Some of the dream stocks of 2013 have had cold water doused on them in 2014. Names like Netflix and Twitter have lost a respective 11 and 38 percent this year.
What is starting to work is value names.
Gerry Paul, who oversees $13 billion in value equities as chief investment officer of US Value Equities, says investors would be best served looking for value in this market segment, with three in particular.
1. Genworth Financial
Paul likes Genworth because it trades at a price-to-book multiple of 0.60. Financial companies are generally priced to its book value because they hold a lot of liquid assets.
"It's going through a transformation of its business," said Paul. "Its principle business is in long-term care insurance, which has been under a lot of pressure because it was historically underpriced. Most companies have left the market. Genworth is still there and is aggressively repricing its book of business. We think the market is not appreciating what that book is really worth."
In April 2010, Hewlett-Packard was trading close to $54 per share. By November 2012, it was below $12 per share. Since then, it has nearly tripled, but the road back up was rocky. Paul likes the company's management and what it does for shareholders.

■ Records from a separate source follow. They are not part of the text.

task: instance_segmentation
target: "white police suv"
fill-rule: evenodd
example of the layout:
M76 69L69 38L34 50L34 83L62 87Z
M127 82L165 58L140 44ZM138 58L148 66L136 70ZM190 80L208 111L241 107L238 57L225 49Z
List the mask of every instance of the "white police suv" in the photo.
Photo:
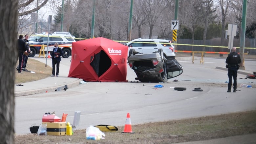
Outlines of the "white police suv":
M64 34L49 34L48 51L50 52L52 51L54 48L54 44L57 42L59 44L59 47L62 49L63 51L62 57L64 58L69 57L71 55L72 43L75 41L74 37L72 35ZM31 51L29 56L33 57L36 54L39 54L43 44L44 45L44 51L46 54L48 40L48 34L47 33L31 36L29 38L29 41ZM42 53L42 51L41 54Z
M125 44L129 47L128 56L135 53L147 54L155 52L162 49L164 56L167 59L175 58L174 46L171 42L164 39L146 39L139 38Z

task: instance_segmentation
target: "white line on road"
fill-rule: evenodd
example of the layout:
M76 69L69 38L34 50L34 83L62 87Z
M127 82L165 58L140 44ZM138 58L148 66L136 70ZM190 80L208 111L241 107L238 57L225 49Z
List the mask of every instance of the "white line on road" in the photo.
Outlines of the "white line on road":
M196 96L195 97L192 97L192 98L188 98L187 99L186 99L186 100L189 100L191 99L194 99L194 98L197 98L198 97L198 96Z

"What we see in Hewlett-Packard is very attractively priced cash flow," said Paul. "What we see is a new management team that's focused on pushing down costs, blocking and tackling, and improving day-to-day operations. [Hewlett-Packard] is trading at double-digit free-cash-flow yield. And they're starting to get really religious about returning that capital to shareholders in the form of dividends and share repurchases. So I like good free cash flow yields in this market."
GameStop has had a terrible 2014: The video game retailer is down 20 percent. Yet Paul is bullish on the stock's long-term outlook and earnings potential.
"I like it because it's trading under $40 and I think you're going to see it earn over $6 in the next couple of years," said Paul. "It's down because we're going through a transition in video game consoles which has historically been associated with weak sales of games."
Paul is confident that the hardcore gaming market, especially males age 15-24, will spend a lot of money at GameStop.
Management "is very shareholder friendly," said Paul, and "aggressively buys stock back and return in the form of dividends."
To see the full interview with Gerry Paul on Genworth Finanical, Hewlett-Packard and GameStop watch the video above.
Disclosure: Paul is a manager of AB Value Fund, which owns Genworth Financial, Hewlett-Packard, and GameStop.